De acordo com a CUF, a descida rápida da temperatura no interior do nariz reduz a capacidade de resposta imunitária local, o que facilita a entrada e multiplicação de vírus comuns no inverno, como a gripe e o rinovírus.
Papel do tempo frio e dos espaços fechados
Quando o exterior está frio, é natural passar mais tempo em espaços interiores, muitas vezes pouco ventilados. Isto favorece a acumulação de partículas respiratórias e aumenta o contacto entre pessoas. Embora o frio não seja o responsável direto pela doença, cria condições que facilitam a transmissão.
A combinação entre o ar frio exterior e ambientes interiores muito aquecidos ou desidratados agrava este efeito.
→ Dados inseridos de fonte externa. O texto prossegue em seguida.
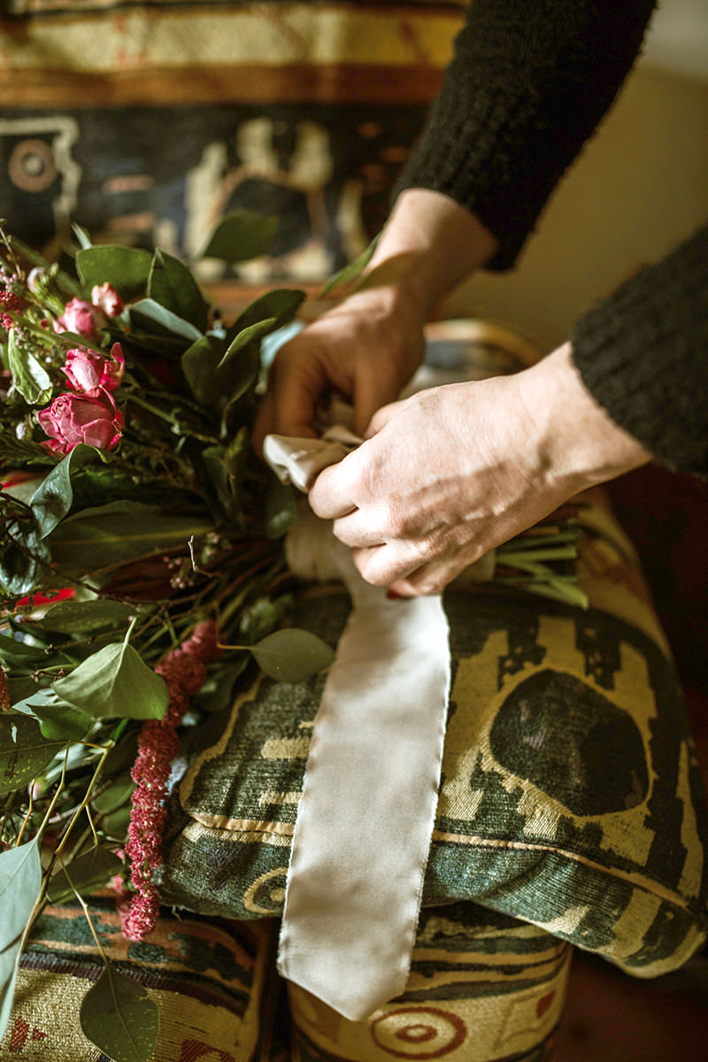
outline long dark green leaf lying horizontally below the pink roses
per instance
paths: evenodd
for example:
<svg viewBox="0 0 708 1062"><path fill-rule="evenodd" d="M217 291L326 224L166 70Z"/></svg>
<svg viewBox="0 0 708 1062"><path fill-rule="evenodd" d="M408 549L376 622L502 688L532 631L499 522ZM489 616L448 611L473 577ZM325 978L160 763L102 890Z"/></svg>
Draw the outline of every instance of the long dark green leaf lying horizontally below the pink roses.
<svg viewBox="0 0 708 1062"><path fill-rule="evenodd" d="M207 534L204 517L172 516L137 501L111 501L63 520L52 534L52 560L63 572L85 575L184 545Z"/></svg>

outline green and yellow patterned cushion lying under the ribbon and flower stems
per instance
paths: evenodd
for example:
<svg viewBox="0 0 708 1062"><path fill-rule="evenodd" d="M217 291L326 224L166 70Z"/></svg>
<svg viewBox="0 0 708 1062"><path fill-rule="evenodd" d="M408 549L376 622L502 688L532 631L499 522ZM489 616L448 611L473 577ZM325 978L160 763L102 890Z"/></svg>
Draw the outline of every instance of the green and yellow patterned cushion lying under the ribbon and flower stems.
<svg viewBox="0 0 708 1062"><path fill-rule="evenodd" d="M632 546L601 494L581 500L588 610L445 595L453 682L424 905L472 901L653 976L705 937L705 798ZM341 586L309 587L294 623L335 646L348 611ZM168 903L280 912L324 683L254 678L226 724L195 736L172 806Z"/></svg>

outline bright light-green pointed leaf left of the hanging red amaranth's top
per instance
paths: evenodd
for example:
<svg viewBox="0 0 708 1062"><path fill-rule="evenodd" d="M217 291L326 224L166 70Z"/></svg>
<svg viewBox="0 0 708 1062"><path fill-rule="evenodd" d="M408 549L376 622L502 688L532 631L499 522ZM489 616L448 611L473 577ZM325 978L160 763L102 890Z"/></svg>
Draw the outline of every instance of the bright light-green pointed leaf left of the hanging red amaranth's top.
<svg viewBox="0 0 708 1062"><path fill-rule="evenodd" d="M165 680L125 643L99 649L52 689L93 719L161 719L170 703Z"/></svg>

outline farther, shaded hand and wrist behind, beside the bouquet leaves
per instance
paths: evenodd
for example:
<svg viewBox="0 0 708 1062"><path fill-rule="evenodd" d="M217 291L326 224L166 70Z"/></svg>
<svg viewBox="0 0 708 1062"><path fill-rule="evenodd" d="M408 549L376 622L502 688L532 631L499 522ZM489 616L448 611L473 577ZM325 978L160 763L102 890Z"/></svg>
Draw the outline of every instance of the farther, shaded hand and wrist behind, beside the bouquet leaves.
<svg viewBox="0 0 708 1062"><path fill-rule="evenodd" d="M269 432L315 435L318 400L353 401L362 435L377 409L398 397L425 354L422 327L435 303L497 249L464 207L439 192L403 192L353 292L277 354L254 445Z"/></svg>

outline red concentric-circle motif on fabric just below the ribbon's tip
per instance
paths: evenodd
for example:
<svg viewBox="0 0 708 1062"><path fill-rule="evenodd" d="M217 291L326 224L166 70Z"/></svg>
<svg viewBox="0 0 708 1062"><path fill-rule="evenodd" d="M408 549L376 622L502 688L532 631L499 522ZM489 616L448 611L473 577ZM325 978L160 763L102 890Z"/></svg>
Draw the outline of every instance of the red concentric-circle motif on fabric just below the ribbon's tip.
<svg viewBox="0 0 708 1062"><path fill-rule="evenodd" d="M372 1039L399 1059L439 1059L467 1038L467 1026L457 1014L436 1007L401 1007L377 1018Z"/></svg>

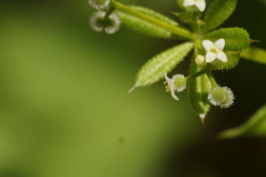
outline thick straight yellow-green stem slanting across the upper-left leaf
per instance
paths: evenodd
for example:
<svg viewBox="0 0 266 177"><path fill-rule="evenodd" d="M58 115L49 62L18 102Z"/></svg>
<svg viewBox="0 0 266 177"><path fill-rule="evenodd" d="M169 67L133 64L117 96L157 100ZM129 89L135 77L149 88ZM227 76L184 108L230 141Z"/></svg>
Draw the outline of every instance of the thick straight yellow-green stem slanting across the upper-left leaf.
<svg viewBox="0 0 266 177"><path fill-rule="evenodd" d="M190 32L188 30L185 30L183 28L179 28L177 26L170 25L169 23L163 22L163 21L158 20L156 18L153 18L151 16L147 16L143 13L140 13L138 11L133 10L132 8L130 8L128 6L125 6L119 2L116 2L115 0L111 0L111 5L120 11L124 11L127 14L133 15L137 18L140 18L144 21L147 21L147 22L149 22L149 23L151 23L157 27L160 27L162 29L165 29L169 32L173 32L173 33L175 33L179 36L182 36L186 39L194 40L194 38L195 38L195 34L193 34L192 32Z"/></svg>

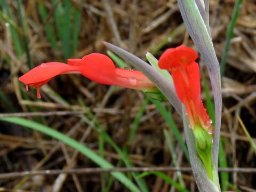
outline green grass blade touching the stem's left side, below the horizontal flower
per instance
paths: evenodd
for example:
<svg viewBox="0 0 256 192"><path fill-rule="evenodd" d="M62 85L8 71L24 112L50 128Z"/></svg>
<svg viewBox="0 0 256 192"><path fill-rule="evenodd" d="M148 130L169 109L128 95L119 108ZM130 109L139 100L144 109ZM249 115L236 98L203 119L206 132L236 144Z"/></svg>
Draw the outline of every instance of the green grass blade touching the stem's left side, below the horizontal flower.
<svg viewBox="0 0 256 192"><path fill-rule="evenodd" d="M160 101L155 100L155 99L151 99L151 98L149 98L149 100L152 103L154 103L156 108L159 110L159 112L161 113L161 115L165 119L165 122L170 127L170 130L173 132L173 134L175 135L176 139L180 143L180 146L181 146L182 150L184 151L184 153L185 153L185 155L186 155L186 157L187 157L187 159L189 161L188 149L186 147L185 141L183 140L182 134L180 133L178 127L175 125L171 114L169 113L169 111L167 111L165 109L165 107L162 105L162 103Z"/></svg>

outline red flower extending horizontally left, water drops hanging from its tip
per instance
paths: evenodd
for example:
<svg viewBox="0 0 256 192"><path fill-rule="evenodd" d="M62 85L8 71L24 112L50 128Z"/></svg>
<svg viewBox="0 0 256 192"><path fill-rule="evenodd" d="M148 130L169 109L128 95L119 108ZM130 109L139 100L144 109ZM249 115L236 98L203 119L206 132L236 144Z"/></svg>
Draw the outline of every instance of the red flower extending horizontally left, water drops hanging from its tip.
<svg viewBox="0 0 256 192"><path fill-rule="evenodd" d="M149 79L140 71L115 68L113 61L106 55L92 53L82 59L68 59L68 64L60 62L42 63L31 69L19 78L19 81L37 89L37 97L40 98L39 87L60 74L82 74L94 82L117 85L137 90L147 90L155 87Z"/></svg>

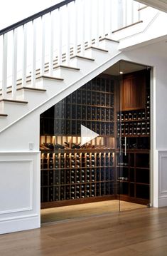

O ar condicionado ou os aquecimentos intensos secam o ar, reduzindo a humidade necessária para manter a mucosa nasal protegida.
Correntes de ar e “choques térmicos”
A sensação de “choque térmico”, quando se passa subitamente de um espaço quente para um muito frio, ou vice-versa, provoca uma resposta rápida do organismo que inclui a constrição dos vasos sanguíneos das vias respiratórias. Isto diminui o fluxo de células imunes na zona, abrindo uma janela de vulnerabilidade.
É por isso que, embora o frio por si só não cause gripe, estas mudanças rápidas podem aumentar a probabilidade de se ficar doente caso exista contacto com vírus, de acordo com a mesma fonte.
Estratégias simples para reduzir o risco
Para evitar estes efeitos, recomenda-se moderar as diferenças de temperatura entre divisões da casa e entre interior e exterior. Um ambiente doméstico demasiado quente comparado com o exterior cria contrastes exagerados sempre que se abre uma janela ou se vai à rua.
Outra medida importante é manter a humidade adequada, evitando que o ar condicionado ou o aquecimento funcionem em excesso. A hidratação regular e a ventilação rápida mas eficaz da casa ajudam a manter o ar mais saudável.
Também é útil proteger o corpo quando se passa para ambientes frios, evitando sair para o exterior de t-shirt ou roupa demasiado leve, refere a mesma fonte. Pequenas adaptações impedem que o organismo enfrente alterações bruscas repetidas ao longo do dia.
O que realmente importa para não adoecer
Apesar do desconforto causado pelas mudanças de temperatura, o fator decisivo continua a ser o contacto com vírus. Lavar as mãos, evitar espaços fechados muito lotados e manter os sistemas de climatização limpos são atitudes que reduzem substancialmente o risco, de acordo com a CUF.
A manutenção de hábitos saudáveis, como dormir bem e manter uma alimentação equilibrada, reforça o sistema imunitário, tornando-o mais resistente aos efeitos das variações térmicas.